Murphy also stressed that Burberry had no intention of becoming the British coach, even though it had hired the former CEO of the American brand.

“Josh’s background is actually much closer to luxury than anything else, and he has a very clear vision that Burberry is a true luxury brand and has spectacular potential in what Jonathan has called ‘modern British luxury’.

“Burberry has no intention of changing its ambition, or becoming a British Coach. This is not to denigrate Coach in any way, it’s just a different business,” he said, adding that Burberry also had no ambitions to become a British Louis Vuitton.

Murphy added that Burberry made the change in direction due to a number of factors.

“Our strategy has been pretty consistent for a while, but in hindsight, in a weak market, we may have gone a little too far, too fast, with a creative shift at a time when customers are feeling a little more challenged and a little more conservative in sampling new products, particularly new units at higher price points,” he said.

He stressed that Burberry’s shift to focus on more recognizable, classic items and outerwear was not a sign that the brand was changing direction or becoming more mainstream.

“It’s not about lowering prices, it’s about making sure we have a product that people want at prices that are acceptable to them at Burberry,” Murphy said, adding that there will be higher prices in the future for goods “with more innovation, design content and more expensive materials.”

“It’s about creating a more inclusive and democratic brand, not about cutting prices or changing strategy. It’s about rebalancing the brand so people can get what they want from Burberry.”

Schulman’s appointment closes a very short chapter for Akeroyd, who joined Burberry in 2022 from Versace, which is owned by Capri Holdings.
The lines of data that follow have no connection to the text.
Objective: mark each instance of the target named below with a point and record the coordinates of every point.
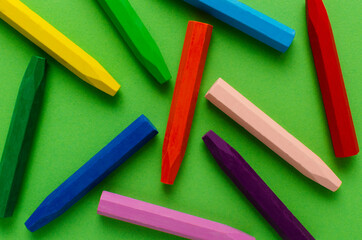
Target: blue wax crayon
(249, 21)
(93, 172)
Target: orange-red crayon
(331, 81)
(184, 99)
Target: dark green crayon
(136, 35)
(20, 135)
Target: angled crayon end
(254, 120)
(20, 135)
(193, 58)
(331, 81)
(255, 189)
(137, 37)
(164, 219)
(249, 21)
(93, 172)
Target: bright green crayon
(20, 135)
(137, 37)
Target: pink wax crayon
(166, 220)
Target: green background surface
(77, 120)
Prior to joining Versace, Akeroyd was CEO of Alexander McQueen, having started his career at Harrods.

Less than two years ago, Akeroyd outlined his plan to take Burberry even further upmarket to compete with brands such as Dior, Louis Vuitton and Gucci.

He projected revenue growth of £4bn in the medium term and £5bn in the long term, at constant exchange rates, and with “good” margin growth.
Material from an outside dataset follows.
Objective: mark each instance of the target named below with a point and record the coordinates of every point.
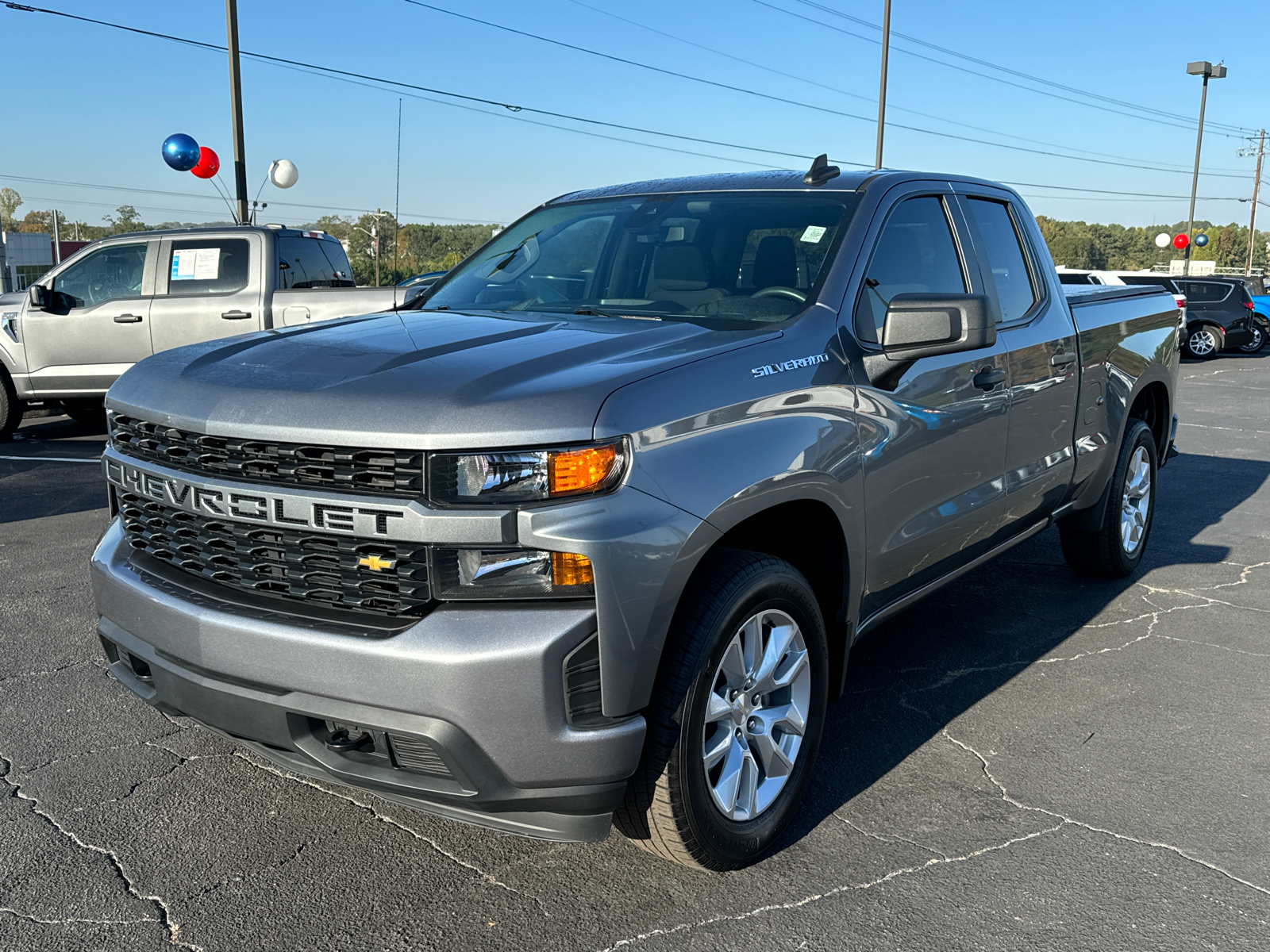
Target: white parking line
(56, 459)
His new vision included “a refocusing on British identity”, a doubling of sales of leather goods, footwear and women’s ready-to-wear, and 50% growth in outerwear in the medium term.

Another ambition for Akeroyd was to develop accessories so that they represent more than 50% of the group’s sales in the medium term.
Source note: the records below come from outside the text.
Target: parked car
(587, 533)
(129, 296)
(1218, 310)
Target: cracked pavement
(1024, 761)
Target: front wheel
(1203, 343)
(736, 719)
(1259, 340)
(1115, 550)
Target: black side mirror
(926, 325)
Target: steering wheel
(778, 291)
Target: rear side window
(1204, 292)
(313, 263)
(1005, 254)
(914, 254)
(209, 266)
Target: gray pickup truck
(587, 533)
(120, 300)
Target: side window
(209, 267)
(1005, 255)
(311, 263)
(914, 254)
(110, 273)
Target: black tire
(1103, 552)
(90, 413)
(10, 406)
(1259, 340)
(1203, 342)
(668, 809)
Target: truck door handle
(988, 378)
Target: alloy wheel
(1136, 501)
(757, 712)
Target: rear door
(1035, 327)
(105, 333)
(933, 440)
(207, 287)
These projects came with high price tags on merchandise: £2,000 for the medium-sized Rocking Horse shoulder bag; £2,000 for a long gabardine trench coat; and £690 for a pair of Check Knit Box sneakers.

While the prices may seem normal in the luxury goods sector, they have shocked many long-time British customers and non-fashion institutional investors, who see Burberry as a heritage brand that should grow through sales of classic products at affordable prices.

Akeroyd was also counting on Lee, whose bags and accessories have been a runaway success at Bottega Veneta, to deliver best-sellers, but they have yet to see the light of day.

That strategy might have worked in another era, but with China (historically one of Burberry’s biggest markets) still cautious about spending and US demand tepid, it has hurt the stock price and hampered sales.

It will now be up to Schulman, Burberry’s fourth CEO in seven years, to reposition the brand to generate profits, unlock dividend payments and restore the brand to its former glory as a leading purveyor of outerwear.